For Australians, it was a case of déjà vu as they woke up to their “new/old prime minister”, as some are calling Mr Rudd, freshly reinstated by his party after being knifed himself three years ago. He, too, must have experienced déjà vu when he visited Yarralumla, the Canberra residence of the Australian Governor-General, Quentin Bryce, to be anointed anew yesterday morning.
A few hours later, with his successor and predecessor, Julia Gillard, seated on the backbenches, Mr Rudd gave his first speech to the House of Representatives, in which he paid tribute to her “great work as a standard bearer for women in our country”.
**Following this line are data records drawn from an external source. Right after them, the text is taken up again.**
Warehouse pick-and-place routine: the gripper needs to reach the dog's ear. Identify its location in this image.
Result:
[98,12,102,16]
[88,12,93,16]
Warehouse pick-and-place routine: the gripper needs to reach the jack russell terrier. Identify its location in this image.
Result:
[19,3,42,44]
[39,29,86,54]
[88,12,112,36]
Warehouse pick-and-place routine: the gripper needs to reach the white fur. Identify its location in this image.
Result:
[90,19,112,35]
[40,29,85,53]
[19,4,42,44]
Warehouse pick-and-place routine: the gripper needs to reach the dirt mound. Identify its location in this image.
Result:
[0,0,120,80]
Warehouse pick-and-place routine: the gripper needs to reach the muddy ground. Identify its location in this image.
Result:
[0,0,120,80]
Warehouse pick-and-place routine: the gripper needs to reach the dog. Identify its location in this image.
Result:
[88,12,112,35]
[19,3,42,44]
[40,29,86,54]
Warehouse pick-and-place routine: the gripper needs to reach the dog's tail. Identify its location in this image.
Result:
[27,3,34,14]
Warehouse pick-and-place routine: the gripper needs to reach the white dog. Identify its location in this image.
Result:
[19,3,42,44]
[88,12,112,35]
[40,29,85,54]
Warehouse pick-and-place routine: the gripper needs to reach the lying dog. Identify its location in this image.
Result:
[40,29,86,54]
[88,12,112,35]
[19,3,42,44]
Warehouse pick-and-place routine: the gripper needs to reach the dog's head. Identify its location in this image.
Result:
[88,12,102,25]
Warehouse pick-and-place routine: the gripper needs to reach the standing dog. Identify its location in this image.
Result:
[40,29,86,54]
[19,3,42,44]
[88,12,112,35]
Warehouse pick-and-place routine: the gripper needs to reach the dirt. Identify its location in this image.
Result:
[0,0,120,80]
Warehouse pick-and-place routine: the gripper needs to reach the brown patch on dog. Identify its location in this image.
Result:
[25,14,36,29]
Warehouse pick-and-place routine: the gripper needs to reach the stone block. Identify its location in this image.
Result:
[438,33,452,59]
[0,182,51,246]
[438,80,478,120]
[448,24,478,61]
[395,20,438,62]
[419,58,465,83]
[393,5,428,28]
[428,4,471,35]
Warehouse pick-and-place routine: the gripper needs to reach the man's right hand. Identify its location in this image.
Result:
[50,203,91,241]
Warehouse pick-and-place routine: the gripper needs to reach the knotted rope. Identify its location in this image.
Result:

He then observed: “Political life is a very hard life, a very hard life indeed. Let us all remember … we all have families and we all have emotions, so let us try – just try – to be a little kinder and gentler with each other in the further deliberations of this parliament.” And, as stated, there was no visible sniggering.
It was as if Mr Rudd had never been away. He scornfully swatted aside a demand by the opposition leader, Tony Abbott, that he name the coming election date, and when Mr Abbott tried to needle him about the Labor leadership merry-go-round, pointed out that the Liberal Party had chewed through a good number of leaders itself in recent years.
There is, however, no doubting the challenges facing him, most pressingly in putting together a cabinet team. Stephen Smith, the Defence Minister, yesterday joined the exodus of senior ministers – seven in all, so far – from Julia Gillard’s government, leaving gaping holes that must be filled.
Yesterday was parliament’s last sitting day before the winter recess and the election, currently set for 14 September. Many pundits expect Mr Rudd to bring it forward, so as to benefit from an anticipated honeymoon period.